Do u no the smallest loom i could buy

I also tried a bigger loom and that went the same to

I bought a set of 4 it didnt tell me to use more than one wool


----------



## kathyc248

Yes, you need to double up your worsted or light yarn or use a bulky weight....(#5). Loomahat on you tube has very good videos for you to follow along.


----------



## purpleone

Thanks 4 ur reply
Im new at this and have dyslexia so i need all the help i can get

How can i make the knit smaller and not have bigger gaps


----------



## jinx

By using two or three strands of yarn you fill the holes. Bulky or chunky also fills the hole. One strand is too thin and leaves holes.


----------



## Buttons

If you are taking about 1 to 3 lb babies I use a KK flower loom. They have the Darices ones too but not sure if you have access to them or not. Otherwise I use the smallest loom. I wrap mine three times and pull the bottom two loops over the top loop. Then I wrap twice again so there are 3 loops and then take the bottom two loops and pull over the top loop. They come out quit nice.


----------



## diamondbelle

This is the flower loom, just a different brand. It's on Amazon UK.

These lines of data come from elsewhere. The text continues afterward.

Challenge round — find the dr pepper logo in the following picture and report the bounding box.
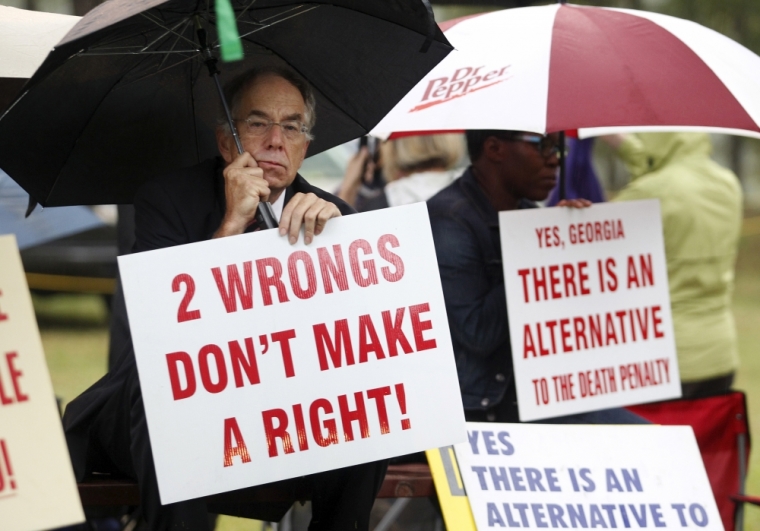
[409,65,510,112]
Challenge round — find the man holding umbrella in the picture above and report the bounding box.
[64,67,386,530]
[427,130,646,424]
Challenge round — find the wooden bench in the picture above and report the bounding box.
[77,463,435,507]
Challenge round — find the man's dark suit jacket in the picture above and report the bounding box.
[63,158,355,520]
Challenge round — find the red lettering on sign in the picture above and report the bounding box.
[288,251,317,299]
[227,337,261,387]
[377,234,404,282]
[382,307,413,356]
[272,329,296,378]
[313,319,354,371]
[0,439,16,492]
[348,240,377,288]
[338,392,369,442]
[261,409,295,457]
[359,315,385,363]
[198,345,227,393]
[256,257,290,306]
[211,260,253,313]
[317,245,348,293]
[224,417,251,466]
[172,273,201,323]
[309,398,338,447]
[409,302,437,352]
[166,352,195,400]
[367,385,391,435]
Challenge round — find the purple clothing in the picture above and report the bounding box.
[546,138,605,206]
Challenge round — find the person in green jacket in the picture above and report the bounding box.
[605,133,742,398]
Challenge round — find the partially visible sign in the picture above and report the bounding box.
[499,200,681,421]
[455,423,723,531]
[0,235,84,531]
[119,203,465,504]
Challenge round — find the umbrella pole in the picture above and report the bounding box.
[195,17,279,229]
[559,131,567,201]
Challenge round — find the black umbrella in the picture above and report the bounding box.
[0,0,451,214]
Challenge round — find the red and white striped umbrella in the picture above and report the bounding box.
[373,4,760,137]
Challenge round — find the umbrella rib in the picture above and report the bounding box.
[238,6,319,41]
[119,54,198,88]
[76,50,200,57]
[156,18,190,73]
[143,17,190,50]
[140,13,197,46]
[261,4,308,22]
[235,0,256,20]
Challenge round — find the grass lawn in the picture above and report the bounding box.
[33,223,760,531]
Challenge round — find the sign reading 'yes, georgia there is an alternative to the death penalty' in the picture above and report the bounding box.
[0,235,84,531]
[499,200,681,421]
[454,423,723,531]
[119,204,465,503]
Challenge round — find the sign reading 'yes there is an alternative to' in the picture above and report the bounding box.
[499,200,681,421]
[454,423,723,531]
[119,204,465,503]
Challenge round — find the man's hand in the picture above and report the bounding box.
[280,193,341,245]
[557,199,593,208]
[214,152,269,238]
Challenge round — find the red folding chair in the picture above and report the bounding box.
[627,391,760,531]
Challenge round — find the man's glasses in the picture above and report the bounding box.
[502,133,567,159]
[238,116,309,140]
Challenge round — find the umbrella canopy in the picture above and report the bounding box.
[0,0,451,206]
[0,170,104,250]
[373,4,760,136]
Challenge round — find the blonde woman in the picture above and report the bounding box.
[338,133,466,212]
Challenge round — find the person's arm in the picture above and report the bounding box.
[338,146,375,207]
[431,218,509,356]
[133,181,190,252]
[601,134,649,181]
[213,152,341,245]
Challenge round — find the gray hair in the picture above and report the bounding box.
[217,66,317,140]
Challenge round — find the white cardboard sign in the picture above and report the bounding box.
[119,204,465,503]
[454,423,723,531]
[0,235,84,531]
[499,200,681,421]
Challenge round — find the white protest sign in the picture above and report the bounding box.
[454,423,723,531]
[119,203,465,503]
[499,200,681,421]
[0,235,84,531]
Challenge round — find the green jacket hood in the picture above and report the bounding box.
[634,133,712,173]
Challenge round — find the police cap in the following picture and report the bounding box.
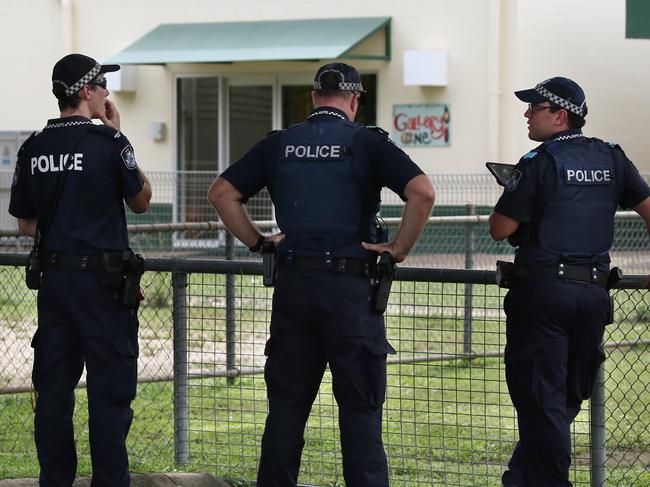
[52,54,120,97]
[515,76,587,118]
[314,63,365,93]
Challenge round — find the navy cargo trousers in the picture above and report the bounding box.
[257,267,394,487]
[502,279,610,487]
[32,266,138,487]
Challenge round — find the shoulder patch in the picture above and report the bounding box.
[88,124,122,140]
[11,164,20,188]
[366,125,388,137]
[120,144,138,171]
[505,169,524,191]
[16,131,40,159]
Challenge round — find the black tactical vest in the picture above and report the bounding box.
[269,120,378,259]
[538,139,620,262]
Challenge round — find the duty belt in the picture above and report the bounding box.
[278,255,376,277]
[513,262,609,288]
[45,252,102,271]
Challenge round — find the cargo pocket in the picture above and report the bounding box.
[504,349,540,409]
[110,337,138,403]
[580,344,605,401]
[356,338,396,411]
[30,328,41,390]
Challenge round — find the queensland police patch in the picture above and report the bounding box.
[120,145,138,170]
[505,169,523,191]
[11,164,20,188]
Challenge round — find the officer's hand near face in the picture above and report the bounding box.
[265,233,284,247]
[99,100,120,130]
[361,174,435,263]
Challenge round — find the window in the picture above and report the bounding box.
[282,74,377,128]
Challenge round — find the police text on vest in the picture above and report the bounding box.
[284,145,343,159]
[31,153,84,174]
[566,169,612,184]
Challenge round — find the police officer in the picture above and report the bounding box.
[9,54,151,487]
[490,77,650,487]
[208,63,434,487]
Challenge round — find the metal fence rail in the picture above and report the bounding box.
[0,254,650,487]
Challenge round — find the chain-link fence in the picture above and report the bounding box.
[0,254,650,487]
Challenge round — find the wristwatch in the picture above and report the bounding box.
[248,235,266,252]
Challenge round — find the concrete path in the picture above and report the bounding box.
[0,473,229,487]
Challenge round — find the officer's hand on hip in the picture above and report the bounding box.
[266,233,284,247]
[361,242,406,264]
[99,100,120,130]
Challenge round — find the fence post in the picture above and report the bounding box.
[226,232,236,384]
[172,272,190,465]
[463,203,476,355]
[590,363,607,487]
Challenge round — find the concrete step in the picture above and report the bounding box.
[0,473,229,487]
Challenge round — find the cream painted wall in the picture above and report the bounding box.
[500,0,650,172]
[0,0,650,182]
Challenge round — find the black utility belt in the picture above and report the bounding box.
[497,261,620,289]
[278,255,376,277]
[45,252,105,271]
[515,262,609,287]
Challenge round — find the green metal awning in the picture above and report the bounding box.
[104,17,391,64]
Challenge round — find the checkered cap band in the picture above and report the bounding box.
[53,63,102,96]
[314,81,363,91]
[535,83,587,117]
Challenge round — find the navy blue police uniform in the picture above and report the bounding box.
[494,129,650,487]
[221,107,422,487]
[9,116,143,486]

http://www.amazon.co.uk/Boye-5000WW-Flower-Loom/dp/B005ZHFMSS/ref=sr_1_4?s=kitchen&ie=UTF8&qid=1474590634&sr=1-4&keywords=flower+loom


----------



## Tricksieocat

I use the smaller flower loom also....it is the perfect size for the real small preemies.


----------



## susanmjackson

Yes, the flower loom is perfect for tiny hats.


----------



## Carol J.

Did you try the sock loom? It has smaller pins and a smaller circumference and is used with fine yarn.


----------



## deenashoemaker

I would you a sock loom.


----------



## shepherd

A woman who knits for preemies once told me that as to size - - from an egg to a grapefruit. I was always amazed by that An egg? I had 5 lb babies, but that is really small.


----------



## Byrney

You may find this useful:- http://www.thepreemieproject.com/volunteer/measurement_guide


----------



## deenashoemaker

we had a 1lb. 2oz. And 2 lb. 3oz.. I just knitted toes of socks and added a garter rib.


----------



## nitcronut

Try looming back and forth instead in the round and when you have the length you sew it together. That way you can make it as small as you want.


----------



## Byrney

deenashoemaker said:


> we had a 1lb. 2oz. And 2 lb. 3oz.. I just knitted toes of socks and added a garter rib.

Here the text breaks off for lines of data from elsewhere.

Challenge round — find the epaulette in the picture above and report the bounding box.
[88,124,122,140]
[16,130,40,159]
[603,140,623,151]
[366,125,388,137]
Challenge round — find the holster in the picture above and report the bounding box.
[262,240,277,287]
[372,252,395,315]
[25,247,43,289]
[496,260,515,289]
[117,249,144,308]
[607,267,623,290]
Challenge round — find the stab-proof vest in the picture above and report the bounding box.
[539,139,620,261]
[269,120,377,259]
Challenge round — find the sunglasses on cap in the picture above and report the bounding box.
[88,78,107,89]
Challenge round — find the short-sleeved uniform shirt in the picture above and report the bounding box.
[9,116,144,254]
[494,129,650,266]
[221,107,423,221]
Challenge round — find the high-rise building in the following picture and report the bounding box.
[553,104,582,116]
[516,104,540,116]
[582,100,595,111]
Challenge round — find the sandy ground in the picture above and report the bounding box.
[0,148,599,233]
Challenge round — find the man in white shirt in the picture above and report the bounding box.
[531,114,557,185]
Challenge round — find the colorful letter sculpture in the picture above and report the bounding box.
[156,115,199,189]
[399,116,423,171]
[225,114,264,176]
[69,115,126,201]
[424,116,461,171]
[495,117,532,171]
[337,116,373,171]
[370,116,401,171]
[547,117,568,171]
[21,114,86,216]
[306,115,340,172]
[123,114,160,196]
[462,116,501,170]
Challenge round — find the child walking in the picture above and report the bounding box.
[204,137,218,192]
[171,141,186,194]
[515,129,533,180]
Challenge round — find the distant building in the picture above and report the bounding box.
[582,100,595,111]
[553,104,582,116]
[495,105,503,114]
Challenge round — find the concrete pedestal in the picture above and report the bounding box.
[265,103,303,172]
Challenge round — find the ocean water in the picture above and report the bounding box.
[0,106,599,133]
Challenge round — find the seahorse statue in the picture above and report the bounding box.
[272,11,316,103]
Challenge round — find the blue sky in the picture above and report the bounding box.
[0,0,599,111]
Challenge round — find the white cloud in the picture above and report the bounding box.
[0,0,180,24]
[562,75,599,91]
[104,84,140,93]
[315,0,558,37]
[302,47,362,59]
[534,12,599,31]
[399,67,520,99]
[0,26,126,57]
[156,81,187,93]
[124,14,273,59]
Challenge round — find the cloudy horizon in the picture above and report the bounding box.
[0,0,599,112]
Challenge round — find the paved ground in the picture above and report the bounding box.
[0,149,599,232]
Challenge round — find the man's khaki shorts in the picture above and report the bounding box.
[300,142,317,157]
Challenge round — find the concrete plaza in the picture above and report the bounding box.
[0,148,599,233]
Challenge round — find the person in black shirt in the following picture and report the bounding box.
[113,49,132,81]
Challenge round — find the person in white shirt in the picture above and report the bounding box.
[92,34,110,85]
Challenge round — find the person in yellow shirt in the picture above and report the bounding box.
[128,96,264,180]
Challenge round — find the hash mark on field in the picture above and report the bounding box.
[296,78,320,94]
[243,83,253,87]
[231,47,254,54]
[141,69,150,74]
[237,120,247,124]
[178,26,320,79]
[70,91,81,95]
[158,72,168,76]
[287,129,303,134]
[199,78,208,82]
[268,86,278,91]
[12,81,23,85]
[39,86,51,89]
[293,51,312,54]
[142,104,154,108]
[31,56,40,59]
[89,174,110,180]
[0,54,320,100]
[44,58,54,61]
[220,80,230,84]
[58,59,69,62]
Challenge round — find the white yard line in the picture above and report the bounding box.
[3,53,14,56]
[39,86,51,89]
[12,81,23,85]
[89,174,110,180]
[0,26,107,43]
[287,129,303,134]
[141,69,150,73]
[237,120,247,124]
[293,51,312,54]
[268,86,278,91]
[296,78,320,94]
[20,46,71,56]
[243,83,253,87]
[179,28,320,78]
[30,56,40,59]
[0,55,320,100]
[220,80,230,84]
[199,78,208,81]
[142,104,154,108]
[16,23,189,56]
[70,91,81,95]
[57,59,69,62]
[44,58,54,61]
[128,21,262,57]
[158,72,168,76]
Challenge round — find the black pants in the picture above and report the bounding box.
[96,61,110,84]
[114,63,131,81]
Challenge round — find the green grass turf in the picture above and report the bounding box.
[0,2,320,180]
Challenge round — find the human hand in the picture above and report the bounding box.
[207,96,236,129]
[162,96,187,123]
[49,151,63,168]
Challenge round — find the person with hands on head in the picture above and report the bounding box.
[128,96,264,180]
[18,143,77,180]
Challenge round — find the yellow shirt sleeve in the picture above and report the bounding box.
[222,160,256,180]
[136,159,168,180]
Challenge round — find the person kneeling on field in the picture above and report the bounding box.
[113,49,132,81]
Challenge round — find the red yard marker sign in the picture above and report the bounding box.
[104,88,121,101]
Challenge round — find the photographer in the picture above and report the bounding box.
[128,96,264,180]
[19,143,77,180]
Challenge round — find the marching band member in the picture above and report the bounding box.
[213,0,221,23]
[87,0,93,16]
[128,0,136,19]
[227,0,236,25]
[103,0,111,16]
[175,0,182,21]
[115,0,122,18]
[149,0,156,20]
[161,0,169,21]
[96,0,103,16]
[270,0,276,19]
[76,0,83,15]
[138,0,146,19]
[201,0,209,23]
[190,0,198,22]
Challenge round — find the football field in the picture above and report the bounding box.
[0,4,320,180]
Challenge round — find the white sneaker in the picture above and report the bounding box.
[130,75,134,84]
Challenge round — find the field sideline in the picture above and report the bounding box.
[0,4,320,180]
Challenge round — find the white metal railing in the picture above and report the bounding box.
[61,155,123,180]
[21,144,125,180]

What a brilliant idea. Clever lady.


----------



## ernai

The hats on the right are done on the blue loom (smallest of 4). If the baby's head is small it doesn't stretch for the holes to be large. It's a soft fit.


----------



## nubiesan

Hi, I was just referred to this board and have some questions.
When you use the flower loom, what kind of yarn do you use? Do you do an e-wrap?

With the larger looms, again, what kind of yarn and how many strands.

Thanks for your input.


----------